Cutting through the exabytes

The world is so short of engineers that countries around the globe are steering more children towards the study of STEM (Science, Technology, Engineering and Mathematics) subjects.  But Data Scientists are in even shorter supply than engineers.  With the arrival of Big Data, served up in a daily dose of 2.5 quintillion bytes (that’s 30 zeros), companies and governments now have the haystack that brings them tantalisingly close to unlocking the secrets of commercial success, human psychology and the universe. [1] All that is now required are people who are able to mine all these data and extract the needle from them.  Especially since data creation is expected to reach 240 exabytes per day by 2020.  One exabyte is equivalent to one quintillion bytes so that means a one hundredfold increase over the next four years.

bio informatics - data science

No wonder data scientists are in such demand.  Adam Byrnes, Senior Director of International Expansion at Freelancer whose outsourcing marketplace has 16 million users, says data scientists can pretty much write their own contracts at the moment, so hungry are organisations such as his to recruit them.

At present there are about 40 universities offering data science courses in the UK and about half that number for specialist areas such as bioinformatics.  Data science is, broadly speaking, a marriage of computer science and statistics, with varying degrees of mathematics, analytics and modelling thrown in.  Bioinformatics applies these sciences directly to the health sphere and is split, by the NHS, into three areas: physical sciences, health sciences and genomics.

According to a report by Deloitte in 2015 [2], there are 164 genomics firms operating in the UK, mostly around Cambridge, London, Oxford and Edinburgh.  Most are small, employing fewer than 10 employees and Deloitte believes that these firms are having difficulty in scaling up because the NHS is unable or unwilling to commission more work from them.  It is certain that there are budgetary constraints within the NHS – the Secretary of State for Health is currently urging the NHS to ‘find’ £22bn in savings – that might make the organisation stop short of commissioning full-scale sequencing projects with an unclear cost/benefit ratio.

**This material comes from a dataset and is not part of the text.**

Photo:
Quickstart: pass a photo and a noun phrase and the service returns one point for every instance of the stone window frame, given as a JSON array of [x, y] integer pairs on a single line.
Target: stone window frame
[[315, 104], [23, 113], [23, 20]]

Bioinformatics could help.  According to Deloitte, the UK currently has around 35,000 qualified health informatics professionals – almost half the number required if we wish to provide a service that is comparable with the USA.  If a third party were to trawl through volumes of data for them, both genomics companies and their natural customer, the NHS, could benefit.

There are few companies in the UK dedicated exclusively to the genomics area of bioinformatics.  Desktop Genetics is one.  Based in Cambridge, it specialises in gene editing to reduce the impact of Alzheimers and to overcome cancer resistance to chemotherapy.   Other companies such as Synthace and Genestack and, best known, Benevolent AI, organise the information that other scientists may require.

With an NHS that is desperate to spend money on preventing people from falling ill rather than the costlier alternative of curing them once they are sick, there must be space for more companies and more investment in this field.

[1] Tech Crunch.  How to stem the global shortage of data scientists.  31 December 2015.

[2] Office for Life Sciences.  Genomics in the UK.  September 2015.